Gardin takes issues and outages and their effect on our customers extremely seriously, and would like to express our sincere apologies for the inconvenience caused by this incident.
We believe it is critical to be transparent and honest when things go wrong, so we can share our learnings and from this build better products. We wanted to provide you with some additional information about the service disruption that occurred on 13th January 2025.
--
Post-incident summary: Gardin Pulse data warehouse outage
What happened?
In the early hours of the morning on 11th Jan 2025, routine maintenance of our central data warehouse cluster was performed automatically by our cloud hosting provider. The maintenance completed without issue, with queued data processing workloads resuming shortly after.
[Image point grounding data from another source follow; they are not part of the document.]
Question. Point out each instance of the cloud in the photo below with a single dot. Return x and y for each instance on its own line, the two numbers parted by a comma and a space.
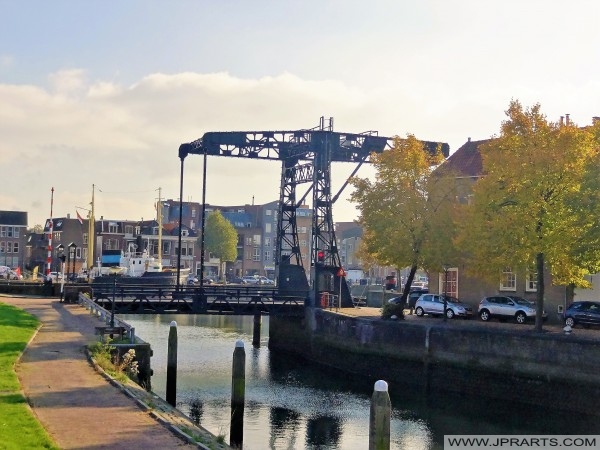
124, 139
6, 61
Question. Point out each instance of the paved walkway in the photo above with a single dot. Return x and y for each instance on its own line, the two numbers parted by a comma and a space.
76, 404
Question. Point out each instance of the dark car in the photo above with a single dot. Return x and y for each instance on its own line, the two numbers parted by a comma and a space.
584, 313
433, 304
506, 307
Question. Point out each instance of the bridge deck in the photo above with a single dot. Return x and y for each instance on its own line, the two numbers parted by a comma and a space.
212, 299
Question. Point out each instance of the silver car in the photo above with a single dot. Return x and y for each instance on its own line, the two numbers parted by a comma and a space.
507, 307
433, 304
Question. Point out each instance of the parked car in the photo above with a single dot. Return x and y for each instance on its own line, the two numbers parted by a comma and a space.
584, 313
433, 304
250, 280
507, 307
235, 280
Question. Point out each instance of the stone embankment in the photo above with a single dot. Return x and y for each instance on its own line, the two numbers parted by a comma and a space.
514, 363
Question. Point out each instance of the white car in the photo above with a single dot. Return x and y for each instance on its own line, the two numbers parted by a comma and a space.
250, 280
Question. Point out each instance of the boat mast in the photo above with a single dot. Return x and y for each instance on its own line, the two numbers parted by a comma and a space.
91, 235
159, 213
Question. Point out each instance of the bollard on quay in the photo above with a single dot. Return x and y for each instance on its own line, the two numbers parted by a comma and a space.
379, 424
238, 393
171, 392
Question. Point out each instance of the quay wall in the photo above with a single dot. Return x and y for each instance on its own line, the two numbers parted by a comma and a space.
549, 370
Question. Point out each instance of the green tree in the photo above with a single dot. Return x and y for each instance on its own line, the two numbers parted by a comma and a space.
528, 210
405, 213
220, 237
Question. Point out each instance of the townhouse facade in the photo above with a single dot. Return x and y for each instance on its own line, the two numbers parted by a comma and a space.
466, 166
13, 238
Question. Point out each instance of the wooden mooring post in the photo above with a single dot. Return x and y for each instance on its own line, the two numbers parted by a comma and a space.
172, 365
379, 424
256, 330
238, 394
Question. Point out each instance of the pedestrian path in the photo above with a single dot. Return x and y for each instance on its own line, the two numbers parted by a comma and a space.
80, 407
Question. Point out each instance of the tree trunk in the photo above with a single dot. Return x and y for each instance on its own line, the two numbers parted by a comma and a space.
539, 300
407, 285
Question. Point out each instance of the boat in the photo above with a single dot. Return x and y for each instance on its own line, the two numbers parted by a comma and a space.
140, 268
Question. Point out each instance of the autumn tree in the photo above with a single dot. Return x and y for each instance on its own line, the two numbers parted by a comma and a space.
220, 238
405, 213
537, 203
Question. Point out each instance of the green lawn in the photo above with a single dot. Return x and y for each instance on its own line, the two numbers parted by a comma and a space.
18, 427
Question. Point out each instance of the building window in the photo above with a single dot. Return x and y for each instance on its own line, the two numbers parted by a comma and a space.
449, 285
531, 281
509, 280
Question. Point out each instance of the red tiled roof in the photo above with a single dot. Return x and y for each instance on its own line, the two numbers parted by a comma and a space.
466, 161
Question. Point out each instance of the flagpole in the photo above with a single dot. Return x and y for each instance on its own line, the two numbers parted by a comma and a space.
50, 226
91, 236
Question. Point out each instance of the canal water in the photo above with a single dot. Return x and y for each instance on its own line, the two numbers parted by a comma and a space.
291, 404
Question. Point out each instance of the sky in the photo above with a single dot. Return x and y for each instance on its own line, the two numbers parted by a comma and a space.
97, 96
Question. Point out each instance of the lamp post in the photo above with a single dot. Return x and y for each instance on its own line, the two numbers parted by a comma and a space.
61, 255
72, 247
445, 267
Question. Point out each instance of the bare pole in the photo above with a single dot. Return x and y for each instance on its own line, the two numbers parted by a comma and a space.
50, 226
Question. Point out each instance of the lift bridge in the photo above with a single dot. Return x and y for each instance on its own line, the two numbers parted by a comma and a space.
306, 156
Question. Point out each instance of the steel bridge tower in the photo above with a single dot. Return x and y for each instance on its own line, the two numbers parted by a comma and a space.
306, 156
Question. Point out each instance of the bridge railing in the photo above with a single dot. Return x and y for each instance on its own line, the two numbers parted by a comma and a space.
211, 299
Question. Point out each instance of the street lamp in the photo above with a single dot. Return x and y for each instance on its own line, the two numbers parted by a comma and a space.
72, 247
446, 267
61, 255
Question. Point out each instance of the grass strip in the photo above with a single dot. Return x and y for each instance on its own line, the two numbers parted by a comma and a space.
19, 429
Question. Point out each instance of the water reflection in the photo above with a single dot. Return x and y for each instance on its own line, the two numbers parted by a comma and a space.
293, 405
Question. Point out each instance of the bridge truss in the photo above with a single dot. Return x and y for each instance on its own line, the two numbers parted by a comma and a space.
306, 156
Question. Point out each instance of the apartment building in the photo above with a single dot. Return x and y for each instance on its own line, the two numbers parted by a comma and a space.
13, 238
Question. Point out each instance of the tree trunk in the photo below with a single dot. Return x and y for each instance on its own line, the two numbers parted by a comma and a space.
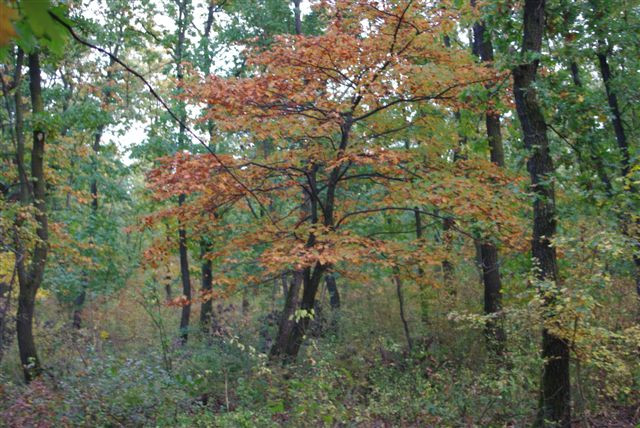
623, 147
186, 279
334, 294
30, 280
555, 400
206, 308
447, 265
496, 337
287, 322
403, 318
424, 300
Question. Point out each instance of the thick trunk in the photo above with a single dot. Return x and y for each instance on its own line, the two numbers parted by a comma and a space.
24, 329
287, 321
492, 298
186, 279
488, 253
616, 116
311, 283
555, 400
623, 147
30, 280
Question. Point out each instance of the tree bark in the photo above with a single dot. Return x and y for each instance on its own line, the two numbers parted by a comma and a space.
206, 308
623, 147
555, 400
30, 279
186, 279
287, 321
334, 294
496, 337
403, 318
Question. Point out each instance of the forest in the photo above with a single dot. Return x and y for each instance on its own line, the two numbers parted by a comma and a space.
320, 213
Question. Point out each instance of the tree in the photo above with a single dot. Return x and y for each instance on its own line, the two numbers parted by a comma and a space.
318, 98
30, 277
555, 401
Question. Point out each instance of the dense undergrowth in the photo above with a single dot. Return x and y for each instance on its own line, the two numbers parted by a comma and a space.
115, 371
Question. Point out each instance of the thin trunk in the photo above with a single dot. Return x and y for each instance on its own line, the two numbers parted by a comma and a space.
334, 294
297, 17
616, 116
403, 318
488, 253
185, 315
447, 264
29, 281
424, 300
186, 280
555, 399
206, 308
623, 147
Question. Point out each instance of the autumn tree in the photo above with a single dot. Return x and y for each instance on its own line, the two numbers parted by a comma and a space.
316, 99
555, 400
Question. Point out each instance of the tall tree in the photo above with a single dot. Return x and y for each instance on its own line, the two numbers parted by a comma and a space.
30, 277
555, 400
490, 265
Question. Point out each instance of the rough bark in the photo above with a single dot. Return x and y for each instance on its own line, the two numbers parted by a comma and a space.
447, 264
403, 318
30, 278
206, 308
623, 147
496, 337
287, 322
555, 400
186, 279
424, 299
182, 22
332, 288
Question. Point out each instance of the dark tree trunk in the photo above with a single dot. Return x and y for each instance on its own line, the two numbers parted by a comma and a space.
424, 300
494, 331
403, 318
623, 147
297, 17
206, 309
555, 400
311, 282
30, 280
332, 288
287, 321
78, 303
186, 279
182, 23
616, 116
447, 264
496, 337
On the morning of 13th Jan, automated alarms alerted the Platform team to delays arising in data processing. A rapid triage investigation revealed that workloads were no longer being distributed evenly across the data warehouse cluster computing resources, leading to severe bottlenecking of compute capacity and consequently hindering the ability of the platform to process incoming data from customer sensor fleets in within the standard 15 minute latency window.
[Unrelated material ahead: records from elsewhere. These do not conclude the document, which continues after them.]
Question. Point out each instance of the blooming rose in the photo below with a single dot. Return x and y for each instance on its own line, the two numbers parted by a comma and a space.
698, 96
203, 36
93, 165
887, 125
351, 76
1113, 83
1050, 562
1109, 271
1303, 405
A Priority 1 incident was declared by the Gardin Platform team at 07:00 UTC, and immediate response actions were taken. The cloud provider’s incident support team was engaged to investigate, and the Gardin Platform team attempted to rollback the cluster to its previous version in an attempt to restore previous behaviour. Unfortunately, this rollback process failed repeatedly and required further escalation to the cloud provider’s support team.
While working on a resolution, the Platform team paused all processing jobs to stabilise the system and implemented a temporary mechanism to limit incoming workloads. This approach allowed live data processing to resume approximately 10 hours after the incident was declared. Throughout the incident, no data was lost as all incoming information was securely stored.
Once the live data was restored, the team focused on back-processing the historical data that had been delayed. This process was carried out carefully, ensuring the system remained stable as workloads were gradually reintroduced. By 08:30 UTC on 17th Jan, all customer data was fully processed, and the system returned to normal operation. The incident was officially closed at 09:30 UTC.
Next steps/lessons learnt
We continue to work extremely closely with our cloud hosting provider to understand the root cause of the performance issues that started following the managed maintenance work on the 11th Jan.
The platform team conducted an immediate review into the efficacy of automated system alerts and this highlighted that alerts could have been raised earlier in this situation had more appropriate monitoring of underlying cluster resource limit breaches been in place. This will now be implemented as a high priority.
The platform team has initiated a detailed review into the events leading up to the incident and the subsequent response/recovery process looking at both the technological and business process aspects to identify improvements which can be implemented.
In closing
We apologise for the impact this incident caused for our customers. While we are proud of our track record of availability, any outage is one too many, and we know this event impacted many customers in significant ways. We will do everything we can to learn from this event and use it to improve our availability even further.